Si vous aviez un doute, vous avez dû vous rendre compte que c’était effectivement une discipline à part entière qui demande technique, discipline, concentration, beaucoup de sueur à l’entraînement et du talent comme dans n’importe quel sport ! Il est vrai que le karaté, lui, ne figure plus aux JO et que la boxe est menacée à son tour avant Los Angeles 2028… C’est fou quand on pense combien de nos pugilistes y ont participé dans le passé (même si on n’a hélas pu se qualifier cette fois-ci).

Ce matin, les passionnés de sport et les néophytes auront forcément un pincement au coeur de voir que les Jeux de Paris-2024 se sont refermés. Que c’était beau de voir ce monde qui joue sur un pied d’égalité ! Comme en athlétisme, où les sprints peuvent réunir jusqu’à 200 pays sur la ligne de départ. Difficile de faire plus universel que cette fascinante discipline. On ne peut s’empêcher de tirer un coup de chapeau à Julien Alfred, 23 ans, nouvelle reine du 100m et médaillée d’argent au 200m. Originaire de Sainte-Lucie, petite île des Caraïbes de 180 000 habitants, sans doute moins connue que Maurice. Même si cette dernière vit aux Etats-Unis, s’entraîne au Texas et avait dû émigrer en Jamaïque après le décès de son père alors qu’elle avait 14 ans…

Et que dire du sprint africain ? Au pays de Stephan Buckland et Eric Milazar, on ne peut que se féliciter de le voir incarné par le Botswanais Letsile Tebogo, 21 ans, premier représentant du continent vainqueur sur 200m.

Le Botswana, pays enclavé de 2,7 millions d’habitants situé au nord de l’Afrique du Sud, est ainsi le moteur d’un sprint africain en plein boom avec huit représentants en demi-finales du 100m et du 200m. Pour rappel, ils étaient deux en finale sur la ligne droite (le Sud-Africain Akani Simbine, 4ᵉ en 9”82, et Letsile Tebogo, 6ᵉ en 9”86), et trois sur 200m (Tebogo en or et les Zimbabwéens Tapiwanashe Makarawu et Makanakaishe Charamba).

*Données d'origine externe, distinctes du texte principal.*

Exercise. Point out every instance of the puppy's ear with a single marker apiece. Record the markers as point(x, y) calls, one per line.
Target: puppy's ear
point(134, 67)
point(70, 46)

Dans un tout autre registre, la médaille d’or du Pakistanais Arshad Nadeem au lancer du javelot, devant l’Indien Neeraj Chopra (titré à Tokyo en 2021) est une incroyable leçon de vie. D’une part, la mère de Chopra a déclaré qu’elle considérait Nadeem comme son fils et qu’elle était très contente de la victoire du Pakistanais. Des paroles fortes quand on connaît les tensions entre les deux pays et sachant que le rival indien était le tenant du titre…

D’autre part, Arshad Nadeem est parti de rien. Marié et père de deux enfants, cette armoire à glace d’1m90 est ce qu’on pourrait qualifier de véritable «Avenger». Issu d’une famille qui avait du mal à subvenir à ses besoins la plupart du temps, il était le seul à travailler. Le sport n’était qu’un luxe que sa famille ne pouvait se permettre.

Pourtant, Nadeem a persévéré, et a fini par triompher. Sans nourriture certains jours. Sans argent pour pouvoir s’acheter un javelot, il vient d’écrire l’histoire en explosant le record du monde de javelot de plus de 2 mètres (avec un jet à 92,97 m à son deuxième essai) ! Pendant que tous ses compatriotes se consacraient au cricket, il s’est entraîné avec un bâton et une corde. Un truc de fou ! Une histoire qui va sûrement inspirer Amiir Khan et ses amis de Bollywood pour en faire un film prochainement…

Sans égo. Sans compte en banque. Sans followers. Sans politicien. Sans rien. Juste avec son coeur et sa détermination, il a démontré qu’on peut devenir un champion. Voilà la vraie définition d’un super héros. A des années lumières des stéréotypes qu’on connaît. Ce garslà mérite tout simplement le respect de toute la planète.

Pendant cette quinzaine olympique parisienne, beaucoup auront mis de côté leurs soucis personnels pour se passionner pour cette «parenthèse enchantée» comme le dit si bien notre confrère de Canal+ Geoffroy Garétier dans l’interview ci-contre. Paris-2024 aura réussi la délicate mission de remettre l’humain au centre du monde. A coups d’exploits sportifs et au nom des valeurs de l’olympisme.

Les jours qui viennent seront peut-être à nouveau sombres. Les massacres d’innocents continuent à Gaza et ailleurs. Les tensions politiques, les fractures sociales et les menaces xénophobes (vues en Angleterre ces derniers jours) prennent de l’ampleur. Mais les médailles du bonheur et les grands champions qu’on a suivis à Paris 2024, de Léon à Marchand à Teddy Riner en passant par Arshad Nadeem, montrent que l’humain a aussi du bon et qu’il existe d’autres exemples à suivre.